Back to List Archive

Re: request delay problem with spider.pl

From: Aliasgar Dahodwala <g_adahodwala(at)not-real.umassd.edu>
Date: Tue Jul 05 2005 - 19:20:25 GMT
My MaxKeepAliveRequests is set to the default of 100 in apache.

I agree with you, from what i figured from the spider.pl code the spider 
should put in a delay of delay_sec between two connection requests. I 
logged the debug messages and saw the "sleeping 5 seconds" message after 
approximately every 100 requests. which is fine.

what i failed to find out is, why does the spider sleep, something 
around 5000 x delay_sec after fetching somewhere around 5824 files.
(the exact count value is 5824).  In the debug file i have that many 
"sleeping 5 seconds" messages, before the spider starts fetching again.

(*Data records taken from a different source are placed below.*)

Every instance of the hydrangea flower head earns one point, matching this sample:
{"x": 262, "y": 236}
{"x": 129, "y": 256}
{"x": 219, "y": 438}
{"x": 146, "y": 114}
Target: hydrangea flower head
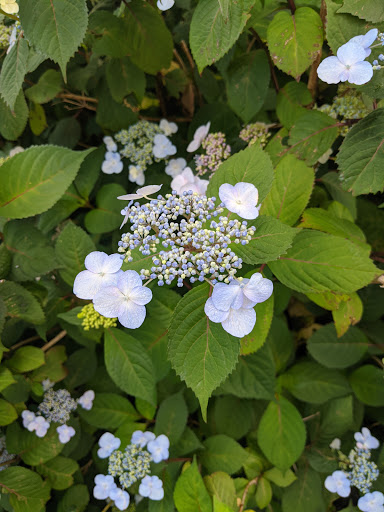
{"x": 186, "y": 181}
{"x": 108, "y": 443}
{"x": 65, "y": 433}
{"x": 372, "y": 502}
{"x": 86, "y": 400}
{"x": 339, "y": 483}
{"x": 159, "y": 448}
{"x": 101, "y": 270}
{"x": 198, "y": 137}
{"x": 240, "y": 199}
{"x": 365, "y": 441}
{"x": 151, "y": 487}
{"x": 104, "y": 485}
{"x": 348, "y": 66}
{"x": 125, "y": 300}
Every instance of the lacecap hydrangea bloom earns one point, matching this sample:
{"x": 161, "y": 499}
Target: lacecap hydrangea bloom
{"x": 131, "y": 465}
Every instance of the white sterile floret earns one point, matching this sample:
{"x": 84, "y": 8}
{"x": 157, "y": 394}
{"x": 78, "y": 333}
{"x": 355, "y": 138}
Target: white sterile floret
{"x": 240, "y": 199}
{"x": 198, "y": 137}
{"x": 65, "y": 433}
{"x": 159, "y": 448}
{"x": 125, "y": 300}
{"x": 366, "y": 40}
{"x": 175, "y": 167}
{"x": 86, "y": 400}
{"x": 232, "y": 304}
{"x": 110, "y": 143}
{"x": 151, "y": 487}
{"x": 162, "y": 147}
{"x": 120, "y": 497}
{"x": 104, "y": 485}
{"x": 339, "y": 483}
{"x": 167, "y": 127}
{"x": 348, "y": 66}
{"x": 187, "y": 181}
{"x": 112, "y": 163}
{"x": 102, "y": 270}
{"x": 365, "y": 441}
{"x": 372, "y": 502}
{"x": 142, "y": 438}
{"x": 108, "y": 443}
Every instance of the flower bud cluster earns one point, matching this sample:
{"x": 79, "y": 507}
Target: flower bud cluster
{"x": 255, "y": 132}
{"x": 216, "y": 151}
{"x": 93, "y": 320}
{"x": 192, "y": 244}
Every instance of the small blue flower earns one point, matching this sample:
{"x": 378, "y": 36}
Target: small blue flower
{"x": 339, "y": 483}
{"x": 159, "y": 448}
{"x": 151, "y": 487}
{"x": 372, "y": 502}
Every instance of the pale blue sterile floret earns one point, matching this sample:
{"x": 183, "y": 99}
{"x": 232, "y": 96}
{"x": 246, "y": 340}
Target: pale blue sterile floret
{"x": 159, "y": 448}
{"x": 365, "y": 441}
{"x": 125, "y": 300}
{"x": 108, "y": 443}
{"x": 372, "y": 502}
{"x": 104, "y": 485}
{"x": 339, "y": 483}
{"x": 240, "y": 199}
{"x": 151, "y": 487}
{"x": 233, "y": 304}
{"x": 102, "y": 270}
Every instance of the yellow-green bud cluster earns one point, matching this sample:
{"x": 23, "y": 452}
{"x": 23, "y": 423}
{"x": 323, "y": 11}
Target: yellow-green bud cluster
{"x": 93, "y": 320}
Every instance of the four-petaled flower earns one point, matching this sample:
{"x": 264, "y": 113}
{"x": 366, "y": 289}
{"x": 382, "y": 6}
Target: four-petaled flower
{"x": 102, "y": 270}
{"x": 108, "y": 443}
{"x": 65, "y": 433}
{"x": 240, "y": 199}
{"x": 339, "y": 483}
{"x": 151, "y": 487}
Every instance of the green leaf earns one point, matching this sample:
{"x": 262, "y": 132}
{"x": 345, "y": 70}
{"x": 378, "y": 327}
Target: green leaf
{"x": 310, "y": 382}
{"x": 32, "y": 253}
{"x": 109, "y": 411}
{"x": 129, "y": 366}
{"x": 222, "y": 453}
{"x": 286, "y": 200}
{"x": 361, "y": 156}
{"x": 13, "y": 71}
{"x": 247, "y": 84}
{"x": 295, "y": 40}
{"x": 32, "y": 181}
{"x": 56, "y": 28}
{"x": 215, "y": 27}
{"x": 312, "y": 135}
{"x": 13, "y": 122}
{"x": 59, "y": 472}
{"x": 8, "y": 413}
{"x": 149, "y": 40}
{"x": 72, "y": 246}
{"x": 28, "y": 492}
{"x": 190, "y": 493}
{"x": 319, "y": 262}
{"x": 20, "y": 303}
{"x": 26, "y": 359}
{"x": 334, "y": 352}
{"x": 281, "y": 433}
{"x": 252, "y": 165}
{"x": 200, "y": 351}
{"x": 172, "y": 417}
{"x": 106, "y": 217}
{"x": 367, "y": 384}
{"x": 48, "y": 86}
{"x": 371, "y": 10}
{"x": 271, "y": 239}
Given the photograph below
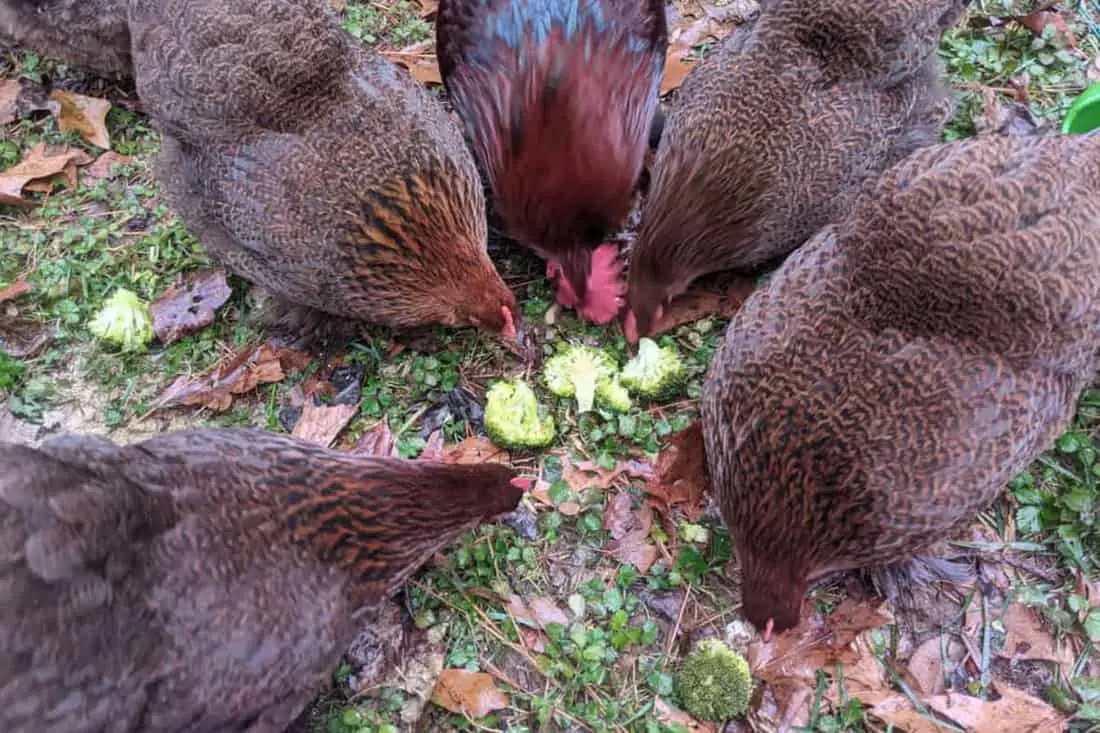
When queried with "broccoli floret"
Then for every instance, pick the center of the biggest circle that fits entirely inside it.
(714, 682)
(575, 371)
(123, 320)
(513, 416)
(613, 395)
(656, 373)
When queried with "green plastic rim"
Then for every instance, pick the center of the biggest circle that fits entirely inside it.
(1084, 116)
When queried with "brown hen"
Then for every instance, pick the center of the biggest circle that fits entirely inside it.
(772, 135)
(308, 164)
(88, 33)
(905, 363)
(206, 580)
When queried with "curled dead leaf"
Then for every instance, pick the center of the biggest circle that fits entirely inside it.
(189, 305)
(322, 424)
(680, 478)
(39, 166)
(86, 116)
(241, 372)
(474, 695)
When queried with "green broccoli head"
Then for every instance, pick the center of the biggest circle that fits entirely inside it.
(714, 682)
(513, 416)
(123, 320)
(613, 395)
(656, 373)
(575, 372)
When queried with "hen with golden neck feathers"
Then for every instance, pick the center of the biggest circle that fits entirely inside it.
(906, 362)
(314, 167)
(774, 132)
(206, 580)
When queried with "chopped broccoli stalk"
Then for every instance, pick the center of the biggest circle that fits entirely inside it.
(714, 682)
(613, 395)
(656, 373)
(575, 371)
(514, 418)
(123, 320)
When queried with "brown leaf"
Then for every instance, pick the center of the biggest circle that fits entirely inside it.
(670, 715)
(377, 441)
(589, 474)
(1014, 712)
(474, 449)
(1026, 638)
(39, 164)
(86, 116)
(469, 693)
(189, 305)
(790, 662)
(422, 67)
(618, 517)
(21, 97)
(103, 164)
(321, 424)
(675, 70)
(13, 291)
(681, 477)
(696, 304)
(536, 612)
(241, 372)
(1036, 23)
(23, 337)
(634, 548)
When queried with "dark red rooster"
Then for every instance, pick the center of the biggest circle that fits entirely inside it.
(558, 97)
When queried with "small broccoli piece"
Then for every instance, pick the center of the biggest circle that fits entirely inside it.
(575, 371)
(513, 416)
(123, 320)
(613, 395)
(714, 682)
(656, 373)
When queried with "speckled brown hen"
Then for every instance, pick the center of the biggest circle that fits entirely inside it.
(88, 33)
(308, 164)
(558, 98)
(905, 363)
(206, 580)
(773, 133)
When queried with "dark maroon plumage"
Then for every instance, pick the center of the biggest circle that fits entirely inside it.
(558, 97)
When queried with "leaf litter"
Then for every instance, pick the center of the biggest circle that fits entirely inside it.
(189, 304)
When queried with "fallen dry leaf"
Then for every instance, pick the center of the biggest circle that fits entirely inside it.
(696, 304)
(1014, 712)
(241, 372)
(21, 97)
(422, 67)
(103, 164)
(670, 715)
(474, 695)
(582, 476)
(680, 478)
(926, 665)
(40, 164)
(1026, 638)
(86, 116)
(321, 424)
(537, 612)
(789, 664)
(13, 291)
(377, 441)
(474, 449)
(189, 305)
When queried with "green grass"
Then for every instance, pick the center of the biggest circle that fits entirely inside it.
(603, 669)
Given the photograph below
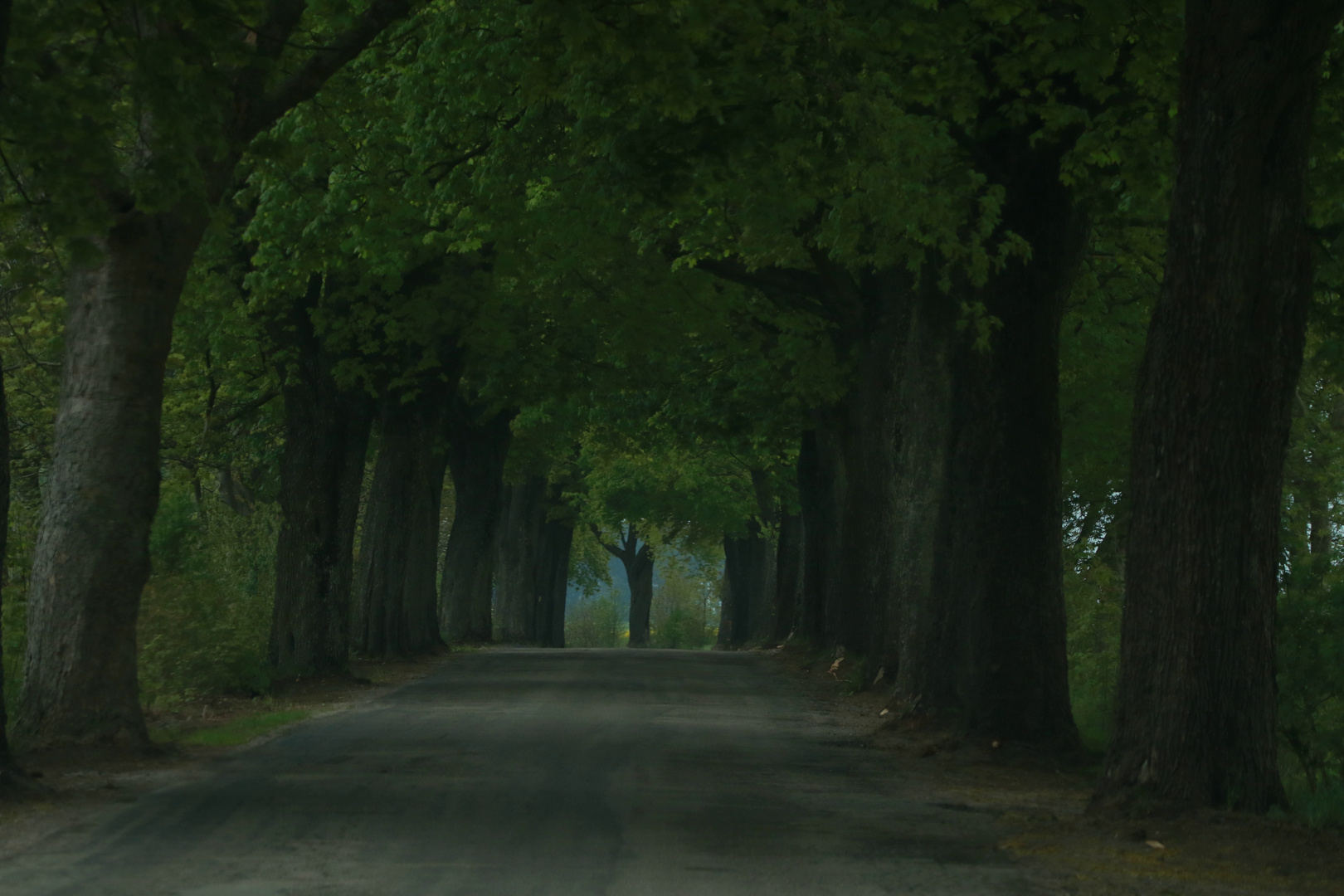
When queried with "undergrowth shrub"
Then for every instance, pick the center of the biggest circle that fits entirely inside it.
(597, 621)
(205, 616)
(1093, 599)
(686, 609)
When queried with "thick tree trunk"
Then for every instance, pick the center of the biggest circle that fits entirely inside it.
(1196, 705)
(321, 470)
(397, 603)
(788, 578)
(747, 587)
(639, 574)
(981, 624)
(821, 486)
(7, 766)
(91, 557)
(476, 453)
(637, 561)
(554, 578)
(518, 558)
(858, 614)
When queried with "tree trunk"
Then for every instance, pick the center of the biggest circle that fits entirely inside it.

so i am thinking there is a bug in there somehwhere.

Regards
Aliasgar.

Bill Moseley wrote:

>On Tue, Jul 05, 2005 at 09:13:08AM -0700, Aliasgar Dahodwala wrote:
>  
>
>>I am running swish-e 2.4.3 on a redhat linux box. I am using the 
>>included spider.pl script to spider my website.
>>
>>My problem: When i enable the keep_alive directive of the spider program 
>>and set the delay_sec to 5, the spider fetches the pages at blazing 
>>speed ignoring the delay_sec directive, and after going through around 
>>5000 pages it then catches up on all the delay, it stops fetching any 
>>more pages and just keeps sleeping for 5 seconds each. After a long wait 
>>it continues from where it left off.
>>    
>>
>
>Sounds like a bug.  By design it ignores the delay_sec setting in a
>keep alive connection.  The point of the keep alive is to allow faster
>requests -- avoiding the time required to start up the new connection.
>
>From the docs:
>
># delay_sec
>
>    This optional key sets the delay in seconds to wait between
>    requests.  See the LWP::RobotUA man page for more information. The
>    default is 5 seconds. Set to zero for no delay.
>
>    When using the keep_alive feature (recommended) the delay will be
>    used only where the previous request returned a "Connection:
>    closed" header.
>
>
>So after fetching 5000 docs (is that your MaxKeepAliveRequests set to
>5000?) you are saying that the spider delays delay_sec seconds x 5000
>before it fetches any more documents?
>
>Let's see, the wait time is set here:
>
>    my $wait = $server->{delay_sec} - ( time - $server->{last_response_time} );
>    return unless $wait > 0;
>    sleep( $wait );
>
>That last_response_time is the time the last request was completed,
>which should normally be almost the same as the current time, so you
>end up with delay_sec.  So I don't see how it could be delaying more
>than delay_sec.
>
>Is that what you mean?
>
>  
>




*********************************************************************
Due to deletion of content types excluded from this list by policy,
this multipart message was reduced to a single part, and from there
to a plain text message.
*********************************************************************
Received on Tue Jul 5 12:20:30 2005